Whoever did this was incredibly lazy. What you using an agent to run your Terraform commands for you in the first place if it's not part of some automation? You're saving yourself, what, 15 seconds tops? You deserve this kind of thing for being like this.
It’s a grifter running a site called “aishippinglabs.com” which charges 500 euros for a “closed community of likeminded individuals”. He’s selling ai slop and a discord channel to other idiots who will do exactly shit like this with little understanding of what is going on
It's an intelligence test. And if you take it, you've failed.
Yeah, and to do that without some sort of DR in place is peak hubris.
DR?
Disaster Recovery. Like a backup, but also includes a way to rebuild all the infrastructure surrounding it as well.

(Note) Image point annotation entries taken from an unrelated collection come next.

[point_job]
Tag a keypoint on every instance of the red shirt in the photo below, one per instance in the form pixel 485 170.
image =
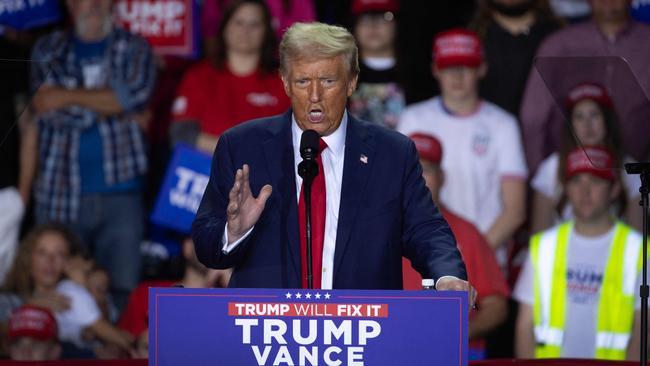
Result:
pixel 483 271
pixel 218 99
pixel 135 318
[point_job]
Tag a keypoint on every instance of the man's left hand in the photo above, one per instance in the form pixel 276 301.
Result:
pixel 455 284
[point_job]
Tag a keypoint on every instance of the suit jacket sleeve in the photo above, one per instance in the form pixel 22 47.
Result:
pixel 211 218
pixel 427 239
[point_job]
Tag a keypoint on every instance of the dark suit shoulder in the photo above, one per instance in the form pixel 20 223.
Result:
pixel 257 129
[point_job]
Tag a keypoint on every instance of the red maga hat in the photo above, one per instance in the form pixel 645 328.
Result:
pixel 595 160
pixel 591 91
pixel 428 147
pixel 32 321
pixel 457 47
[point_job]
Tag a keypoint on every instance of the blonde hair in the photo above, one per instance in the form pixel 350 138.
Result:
pixel 318 40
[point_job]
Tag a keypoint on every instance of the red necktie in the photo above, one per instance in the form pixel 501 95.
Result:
pixel 317 224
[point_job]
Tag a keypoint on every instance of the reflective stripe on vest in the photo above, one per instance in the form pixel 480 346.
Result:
pixel 616 305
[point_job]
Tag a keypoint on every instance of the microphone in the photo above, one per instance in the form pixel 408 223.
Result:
pixel 308 170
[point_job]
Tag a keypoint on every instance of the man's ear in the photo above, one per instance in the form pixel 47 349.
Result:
pixel 352 85
pixel 285 84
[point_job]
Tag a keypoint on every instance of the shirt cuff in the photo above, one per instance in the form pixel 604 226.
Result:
pixel 438 280
pixel 224 240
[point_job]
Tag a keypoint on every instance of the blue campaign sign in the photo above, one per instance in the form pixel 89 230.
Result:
pixel 26 14
pixel 641 10
pixel 181 192
pixel 306 327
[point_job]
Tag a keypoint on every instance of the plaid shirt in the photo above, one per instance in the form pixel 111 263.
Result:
pixel 130 72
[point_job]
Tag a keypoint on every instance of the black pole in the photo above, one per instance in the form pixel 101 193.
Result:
pixel 643 169
pixel 307 192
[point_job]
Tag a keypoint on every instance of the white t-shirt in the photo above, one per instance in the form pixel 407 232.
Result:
pixel 546 182
pixel 479 151
pixel 82 313
pixel 586 260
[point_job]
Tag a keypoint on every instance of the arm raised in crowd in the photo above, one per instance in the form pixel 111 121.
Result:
pixel 524 336
pixel 513 198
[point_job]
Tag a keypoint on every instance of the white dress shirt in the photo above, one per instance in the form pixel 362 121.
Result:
pixel 333 158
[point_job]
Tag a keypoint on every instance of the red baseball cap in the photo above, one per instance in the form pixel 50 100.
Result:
pixel 429 148
pixel 457 47
pixel 595 160
pixel 370 6
pixel 592 91
pixel 32 321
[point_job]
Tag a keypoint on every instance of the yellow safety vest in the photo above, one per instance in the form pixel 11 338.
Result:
pixel 616 305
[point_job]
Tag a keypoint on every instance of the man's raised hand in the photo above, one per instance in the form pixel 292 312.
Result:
pixel 243 209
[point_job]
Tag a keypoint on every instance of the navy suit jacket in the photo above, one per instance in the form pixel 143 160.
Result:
pixel 386 211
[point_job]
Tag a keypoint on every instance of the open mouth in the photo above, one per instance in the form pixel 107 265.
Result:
pixel 315 115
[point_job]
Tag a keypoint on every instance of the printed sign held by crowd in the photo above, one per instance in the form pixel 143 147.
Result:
pixel 170 26
pixel 27 14
pixel 180 195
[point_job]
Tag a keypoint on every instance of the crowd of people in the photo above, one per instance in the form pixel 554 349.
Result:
pixel 523 157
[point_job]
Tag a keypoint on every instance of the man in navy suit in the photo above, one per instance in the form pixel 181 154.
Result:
pixel 377 207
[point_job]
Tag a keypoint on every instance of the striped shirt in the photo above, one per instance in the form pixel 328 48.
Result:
pixel 130 72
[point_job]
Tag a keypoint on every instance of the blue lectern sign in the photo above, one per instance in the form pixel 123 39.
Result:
pixel 306 327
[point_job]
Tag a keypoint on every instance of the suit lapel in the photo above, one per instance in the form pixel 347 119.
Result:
pixel 280 160
pixel 359 157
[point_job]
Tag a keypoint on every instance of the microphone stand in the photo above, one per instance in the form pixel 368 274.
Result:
pixel 308 170
pixel 643 169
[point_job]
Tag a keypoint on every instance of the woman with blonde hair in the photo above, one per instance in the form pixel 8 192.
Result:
pixel 38 277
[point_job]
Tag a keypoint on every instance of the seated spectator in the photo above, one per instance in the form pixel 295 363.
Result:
pixel 578 293
pixel 610 33
pixel 240 84
pixel 594 122
pixel 283 14
pixel 483 163
pixel 483 272
pixel 379 98
pixel 32 335
pixel 135 318
pixel 37 277
pixel 91 84
pixel 511 32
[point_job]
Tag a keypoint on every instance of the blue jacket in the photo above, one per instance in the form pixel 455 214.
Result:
pixel 386 211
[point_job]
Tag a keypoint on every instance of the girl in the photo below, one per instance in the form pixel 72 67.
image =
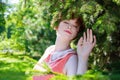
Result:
pixel 61 57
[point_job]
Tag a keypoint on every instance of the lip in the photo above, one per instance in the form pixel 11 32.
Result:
pixel 68 31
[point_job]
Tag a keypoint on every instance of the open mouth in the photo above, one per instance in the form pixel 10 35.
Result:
pixel 67 31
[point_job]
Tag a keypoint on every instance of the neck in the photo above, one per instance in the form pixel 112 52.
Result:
pixel 61 44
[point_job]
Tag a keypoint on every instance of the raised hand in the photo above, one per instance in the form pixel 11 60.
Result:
pixel 86 44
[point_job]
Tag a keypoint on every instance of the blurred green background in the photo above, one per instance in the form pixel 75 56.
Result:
pixel 26 30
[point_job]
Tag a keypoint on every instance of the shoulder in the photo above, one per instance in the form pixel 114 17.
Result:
pixel 71 70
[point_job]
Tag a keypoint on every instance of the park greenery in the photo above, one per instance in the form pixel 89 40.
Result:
pixel 27 29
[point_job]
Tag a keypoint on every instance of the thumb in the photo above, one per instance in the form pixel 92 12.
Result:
pixel 80 42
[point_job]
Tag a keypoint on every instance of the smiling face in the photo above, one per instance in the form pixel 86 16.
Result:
pixel 68 29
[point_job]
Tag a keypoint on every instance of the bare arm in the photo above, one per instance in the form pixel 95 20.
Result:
pixel 71 65
pixel 38 66
pixel 84 48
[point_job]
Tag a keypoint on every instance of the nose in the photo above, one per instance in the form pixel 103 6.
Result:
pixel 69 27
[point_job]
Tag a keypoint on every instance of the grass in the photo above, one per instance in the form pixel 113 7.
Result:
pixel 15 67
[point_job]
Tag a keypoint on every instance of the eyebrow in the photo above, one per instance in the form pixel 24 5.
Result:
pixel 71 24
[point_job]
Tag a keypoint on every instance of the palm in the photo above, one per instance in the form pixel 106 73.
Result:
pixel 86 44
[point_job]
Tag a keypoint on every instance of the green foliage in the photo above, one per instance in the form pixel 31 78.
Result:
pixel 15 67
pixel 28 28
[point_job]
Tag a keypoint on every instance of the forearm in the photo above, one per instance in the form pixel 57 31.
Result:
pixel 82 65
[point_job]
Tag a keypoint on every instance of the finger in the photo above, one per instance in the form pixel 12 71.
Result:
pixel 84 37
pixel 88 34
pixel 80 41
pixel 91 36
pixel 94 40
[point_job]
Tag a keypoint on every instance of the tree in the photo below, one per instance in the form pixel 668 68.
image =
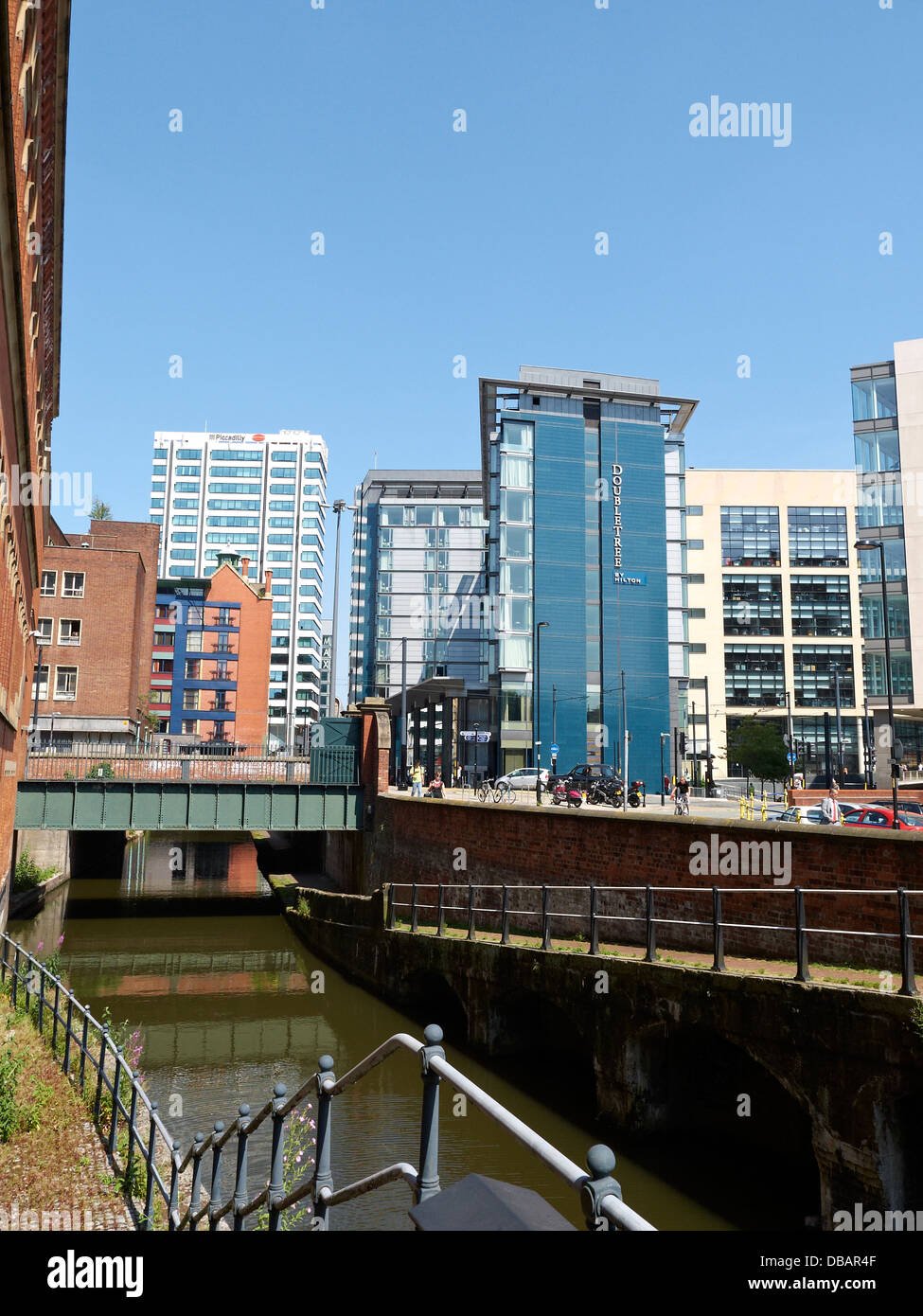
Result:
pixel 758 746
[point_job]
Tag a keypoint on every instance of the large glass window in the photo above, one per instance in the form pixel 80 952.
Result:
pixel 754 674
pixel 814 681
pixel 751 537
pixel 879 502
pixel 752 606
pixel 873 616
pixel 821 606
pixel 818 537
pixel 896 563
pixel 875 399
pixel 879 451
pixel 876 679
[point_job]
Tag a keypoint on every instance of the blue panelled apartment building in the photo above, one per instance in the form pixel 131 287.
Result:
pixel 582 505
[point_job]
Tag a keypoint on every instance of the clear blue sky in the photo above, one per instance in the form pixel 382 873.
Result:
pixel 481 243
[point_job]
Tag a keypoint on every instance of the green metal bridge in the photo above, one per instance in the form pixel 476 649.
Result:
pixel 171 806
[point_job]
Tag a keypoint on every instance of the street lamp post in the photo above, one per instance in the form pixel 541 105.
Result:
pixel 879 546
pixel 538 709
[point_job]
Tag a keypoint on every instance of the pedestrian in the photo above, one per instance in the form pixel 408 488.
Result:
pixel 829 809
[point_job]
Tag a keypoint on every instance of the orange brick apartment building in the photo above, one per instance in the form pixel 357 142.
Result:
pixel 33 98
pixel 95 614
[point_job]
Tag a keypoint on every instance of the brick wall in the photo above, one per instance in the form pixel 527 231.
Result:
pixel 445 843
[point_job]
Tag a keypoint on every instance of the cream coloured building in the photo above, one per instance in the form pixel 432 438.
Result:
pixel 774 613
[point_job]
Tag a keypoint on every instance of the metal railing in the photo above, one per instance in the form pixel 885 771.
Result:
pixel 600 1195
pixel 172 1183
pixel 169 1186
pixel 326 766
pixel 592 921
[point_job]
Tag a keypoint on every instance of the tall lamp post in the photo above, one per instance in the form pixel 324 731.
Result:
pixel 536 698
pixel 339 506
pixel 879 545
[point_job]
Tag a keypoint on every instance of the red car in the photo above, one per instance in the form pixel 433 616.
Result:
pixel 883 819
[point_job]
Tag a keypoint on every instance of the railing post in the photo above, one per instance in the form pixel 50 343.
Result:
pixel 100 1072
pixel 323 1177
pixel 427 1182
pixel 717 932
pixel 650 954
pixel 215 1190
pixel 66 1062
pixel 195 1197
pixel 240 1182
pixel 84 1041
pixel 116 1089
pixel 908 977
pixel 172 1210
pixel 599 1163
pixel 802 972
pixel 151 1151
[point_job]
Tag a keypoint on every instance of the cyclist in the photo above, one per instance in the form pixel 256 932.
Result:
pixel 681 795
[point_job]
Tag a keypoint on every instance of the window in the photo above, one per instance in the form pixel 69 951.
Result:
pixel 754 674
pixel 818 537
pixel 64 684
pixel 821 606
pixel 750 537
pixel 815 667
pixel 752 604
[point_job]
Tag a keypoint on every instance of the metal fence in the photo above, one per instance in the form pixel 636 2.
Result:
pixel 593 923
pixel 326 766
pixel 170 1184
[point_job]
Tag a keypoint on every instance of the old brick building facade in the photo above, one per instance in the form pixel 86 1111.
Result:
pixel 33 97
pixel 95 614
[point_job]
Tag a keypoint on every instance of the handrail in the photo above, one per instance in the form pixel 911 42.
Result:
pixel 542 911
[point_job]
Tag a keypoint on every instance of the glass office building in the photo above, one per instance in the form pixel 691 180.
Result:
pixel 583 496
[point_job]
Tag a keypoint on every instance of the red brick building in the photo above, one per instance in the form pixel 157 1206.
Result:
pixel 95 614
pixel 33 98
pixel 211 660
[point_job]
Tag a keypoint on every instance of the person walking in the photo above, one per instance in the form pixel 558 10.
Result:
pixel 829 809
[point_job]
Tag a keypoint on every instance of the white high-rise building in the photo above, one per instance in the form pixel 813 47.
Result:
pixel 261 496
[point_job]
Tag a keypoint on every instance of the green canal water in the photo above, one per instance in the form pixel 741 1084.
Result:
pixel 225 1011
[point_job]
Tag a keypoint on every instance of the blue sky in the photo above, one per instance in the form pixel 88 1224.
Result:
pixel 478 243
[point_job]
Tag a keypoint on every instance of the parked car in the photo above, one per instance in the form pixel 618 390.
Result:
pixel 882 817
pixel 523 778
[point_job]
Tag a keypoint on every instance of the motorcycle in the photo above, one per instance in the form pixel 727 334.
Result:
pixel 565 792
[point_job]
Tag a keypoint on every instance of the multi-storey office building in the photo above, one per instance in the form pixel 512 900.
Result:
pixel 95 620
pixel 417 580
pixel 888 434
pixel 261 496
pixel 774 611
pixel 211 657
pixel 583 492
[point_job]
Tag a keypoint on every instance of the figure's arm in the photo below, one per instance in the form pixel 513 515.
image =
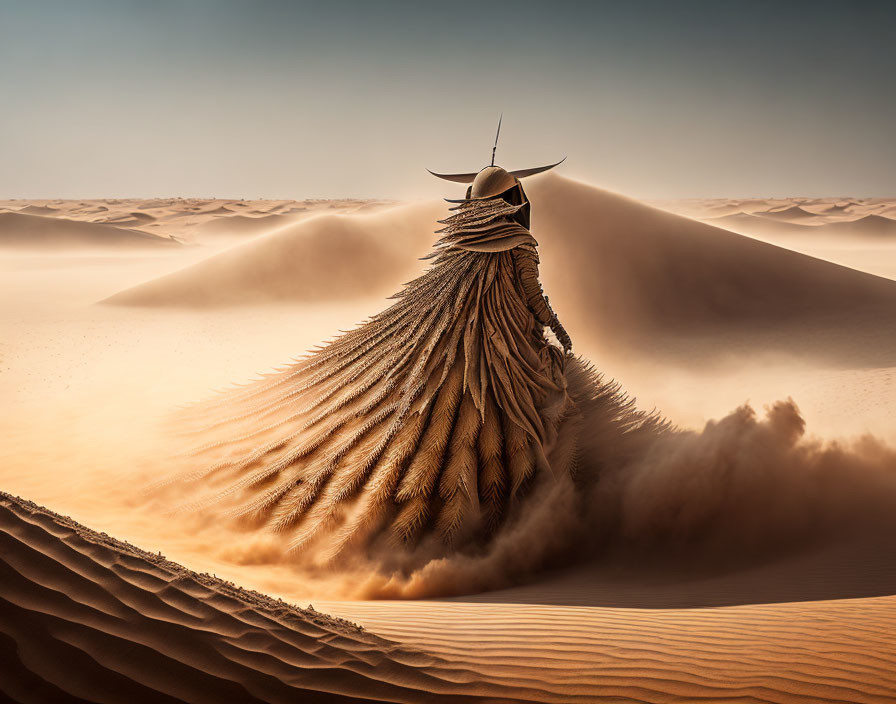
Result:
pixel 526 261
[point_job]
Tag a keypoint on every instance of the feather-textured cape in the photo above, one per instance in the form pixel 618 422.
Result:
pixel 436 416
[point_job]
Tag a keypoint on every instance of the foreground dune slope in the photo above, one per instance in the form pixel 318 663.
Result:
pixel 84 617
pixel 797 653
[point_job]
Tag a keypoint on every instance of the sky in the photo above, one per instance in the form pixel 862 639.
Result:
pixel 277 99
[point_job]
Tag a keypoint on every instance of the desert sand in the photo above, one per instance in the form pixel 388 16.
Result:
pixel 693 318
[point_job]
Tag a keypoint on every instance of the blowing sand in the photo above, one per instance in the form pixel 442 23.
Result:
pixel 82 385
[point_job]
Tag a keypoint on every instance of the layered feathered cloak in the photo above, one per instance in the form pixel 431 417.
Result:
pixel 434 417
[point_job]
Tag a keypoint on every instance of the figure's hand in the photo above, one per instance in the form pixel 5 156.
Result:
pixel 562 336
pixel 565 341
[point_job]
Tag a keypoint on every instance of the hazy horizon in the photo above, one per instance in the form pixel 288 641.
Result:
pixel 296 100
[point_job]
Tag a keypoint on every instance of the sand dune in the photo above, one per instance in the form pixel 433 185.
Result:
pixel 38 210
pixel 40 232
pixel 84 617
pixel 811 653
pixel 629 272
pixel 866 227
pixel 241 225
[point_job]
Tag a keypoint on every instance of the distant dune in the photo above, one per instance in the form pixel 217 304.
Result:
pixel 614 268
pixel 868 227
pixel 41 232
pixel 328 257
pixel 240 225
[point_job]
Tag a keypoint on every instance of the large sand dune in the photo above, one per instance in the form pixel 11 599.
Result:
pixel 328 257
pixel 630 273
pixel 84 617
pixel 809 653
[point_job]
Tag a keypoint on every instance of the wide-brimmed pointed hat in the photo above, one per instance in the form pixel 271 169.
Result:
pixel 492 180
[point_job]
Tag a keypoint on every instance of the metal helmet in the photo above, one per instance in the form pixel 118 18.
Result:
pixel 493 180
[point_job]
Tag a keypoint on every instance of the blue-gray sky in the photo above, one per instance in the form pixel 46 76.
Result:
pixel 329 99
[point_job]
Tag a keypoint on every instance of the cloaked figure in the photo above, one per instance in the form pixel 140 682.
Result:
pixel 437 418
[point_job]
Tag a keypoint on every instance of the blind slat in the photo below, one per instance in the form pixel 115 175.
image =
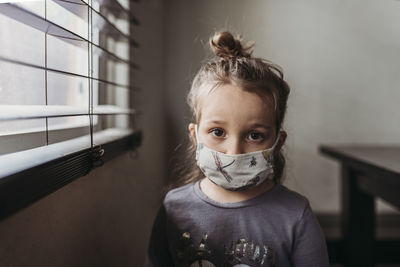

Anyone who lets AI do this is absolutely inept, lazy, or deserving.
In its default configuration, it stops at EVERY STEP. Do you want to run this command, do you want to update this file, here's the file I want to modify and the patch i'm going to use with adds and deletes in green and red.
If you're using it in unsafe permissions mode, click yeah sure allow Claude to run whatever the fuck it wants in this directory, or just hitting yeah sure go ahead every time, it's your own damn fault.
It's self-driving for the terminal. Don't you dare take your eyes off the road or hands off the wheel.
At least you had backup, right?
Oh, yeah, that's right. You were dumb enough to give AI full access to your production system so likely you're dumb enough to not have backups of anything either.
I take it Claude has full access to all of your git repositories as well so that it could wipe those too?
You got what you deserve
Lmao good.
Has anyone tried a deltree *.* /y when talking to claude? Revenge is a dish best served code.
bad backup vibes there boss? backup was the task?